Adam was to “take care” of the garden (NIV). The NLT translates the instruction as “watch over it”, while the CEV reads, “and look after it”. No matter how hard he worked, Adam could never claim that he created the Garden. He was caring for God’s property. He was God’s steward of the Garden.
As I thought about this, the importance of this responsibility struck me. Many of the central tenets of the Christian faith only exist because of The Fall. Without sin, there is no need for grace, or mercy. Forgiveness becomes redundant when there’s no offences. Corrective discipline didn’t exist in the Garden. Although these are wonderful blessings that we receive from God, they would be unnecessary in the absence of sin. They were not part of God’s pure Creation.

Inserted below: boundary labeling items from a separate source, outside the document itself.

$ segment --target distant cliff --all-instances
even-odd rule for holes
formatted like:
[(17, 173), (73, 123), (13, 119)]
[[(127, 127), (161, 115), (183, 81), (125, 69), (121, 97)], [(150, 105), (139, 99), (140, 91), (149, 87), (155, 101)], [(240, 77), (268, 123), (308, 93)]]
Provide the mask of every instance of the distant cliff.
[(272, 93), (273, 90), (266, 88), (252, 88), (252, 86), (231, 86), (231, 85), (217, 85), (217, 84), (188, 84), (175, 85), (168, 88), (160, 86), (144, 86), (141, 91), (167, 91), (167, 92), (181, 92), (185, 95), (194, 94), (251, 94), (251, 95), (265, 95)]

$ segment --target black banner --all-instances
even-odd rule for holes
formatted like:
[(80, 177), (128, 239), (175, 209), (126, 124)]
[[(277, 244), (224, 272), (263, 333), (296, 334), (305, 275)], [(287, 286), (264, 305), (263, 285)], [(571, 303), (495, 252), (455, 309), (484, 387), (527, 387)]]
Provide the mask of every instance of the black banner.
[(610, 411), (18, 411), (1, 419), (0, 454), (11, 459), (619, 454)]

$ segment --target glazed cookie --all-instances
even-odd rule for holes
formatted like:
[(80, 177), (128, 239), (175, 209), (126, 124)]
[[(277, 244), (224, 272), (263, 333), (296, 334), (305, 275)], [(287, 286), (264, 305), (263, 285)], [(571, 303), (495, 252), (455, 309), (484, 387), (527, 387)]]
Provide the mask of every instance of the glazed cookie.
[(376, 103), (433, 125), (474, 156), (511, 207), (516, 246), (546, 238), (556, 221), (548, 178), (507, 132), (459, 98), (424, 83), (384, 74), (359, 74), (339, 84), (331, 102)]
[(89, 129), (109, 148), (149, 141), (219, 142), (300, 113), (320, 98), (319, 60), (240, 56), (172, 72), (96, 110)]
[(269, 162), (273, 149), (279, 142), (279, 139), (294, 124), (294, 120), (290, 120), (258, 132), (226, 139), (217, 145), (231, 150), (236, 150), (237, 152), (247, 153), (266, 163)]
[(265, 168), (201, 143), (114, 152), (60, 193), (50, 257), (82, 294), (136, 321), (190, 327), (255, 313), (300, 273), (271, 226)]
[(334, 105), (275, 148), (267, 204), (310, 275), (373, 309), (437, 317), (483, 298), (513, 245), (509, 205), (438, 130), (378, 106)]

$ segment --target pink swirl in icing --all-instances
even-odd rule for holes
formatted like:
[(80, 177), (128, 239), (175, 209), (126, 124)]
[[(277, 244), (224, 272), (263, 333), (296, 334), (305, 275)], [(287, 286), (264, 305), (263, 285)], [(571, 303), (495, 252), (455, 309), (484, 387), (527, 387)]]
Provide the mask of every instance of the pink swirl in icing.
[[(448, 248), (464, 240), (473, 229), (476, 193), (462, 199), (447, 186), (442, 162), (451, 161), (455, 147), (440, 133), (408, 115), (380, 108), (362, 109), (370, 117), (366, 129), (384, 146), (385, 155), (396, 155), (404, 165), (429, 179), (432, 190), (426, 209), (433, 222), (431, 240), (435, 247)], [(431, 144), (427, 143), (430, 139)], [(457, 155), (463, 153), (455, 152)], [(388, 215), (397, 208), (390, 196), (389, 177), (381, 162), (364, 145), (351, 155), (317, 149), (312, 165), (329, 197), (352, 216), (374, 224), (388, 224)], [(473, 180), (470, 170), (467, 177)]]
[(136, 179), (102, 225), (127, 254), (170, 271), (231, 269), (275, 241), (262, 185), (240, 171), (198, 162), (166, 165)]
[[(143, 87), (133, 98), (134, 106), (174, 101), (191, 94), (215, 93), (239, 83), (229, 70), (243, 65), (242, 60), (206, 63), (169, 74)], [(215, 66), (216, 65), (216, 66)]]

God’s initial design for Creation included: Creativity; Love; Tenderness; Order; Beauty; Intimacy; Worship; Work; Productivity; and Stewardship.
I’m not sure of all the implications of this distinction. Are elements of God’s original design somehow more holy or sacred than post-Fall blessings?
However, if we regard history as God working to redeem humanity from the consequences of the Fall and to restore His relationship with humanity until it culminates in a new heaven and a new earth, then restoring God’s created order assumes some additional importance. Somewhere close to the core of our relationship with God, we find the principle of stewardship.
The first and obvious application is that God expects humanity to care for creation. That was God’s initial intent for Adam, what makes us exempt from it?
Most discussion I’ve heard concerning stewardship revolve around our personal finances. That’s certainly an appropriate application, but stewardship doesn’t start and stop with finances. When we say “Amen” to James 1:17 “Every good and perfect gift is from above…” then we’re also undertaking to serve as stewards of those gifts. Let me close by listing a few examples:
- Gift: The Gospel Stewardship: Go and make disciples… (Matt 28:19-20)
- Gift: Freedom Stewardship: Do not use your freedom to indulge the sinful nature… (Gal 5:13)
- Gift: Holy Spirit (Acts 2:38) Stewardship: …keep in step with the Spirit. (Gal. 5:25)
- Gift: Forgiveness Stewardship: Shouldn’t you have had mercy… just as I had on you? (Matt 18:21-35)
I have just two questions for you today:
1. Are values/principles that we see demonstrated pre-Fall, more significant to us than those introduced to us as a consequence of the Fall?
2. Can you add some examples of Gifts & Stewardship to the list I started here?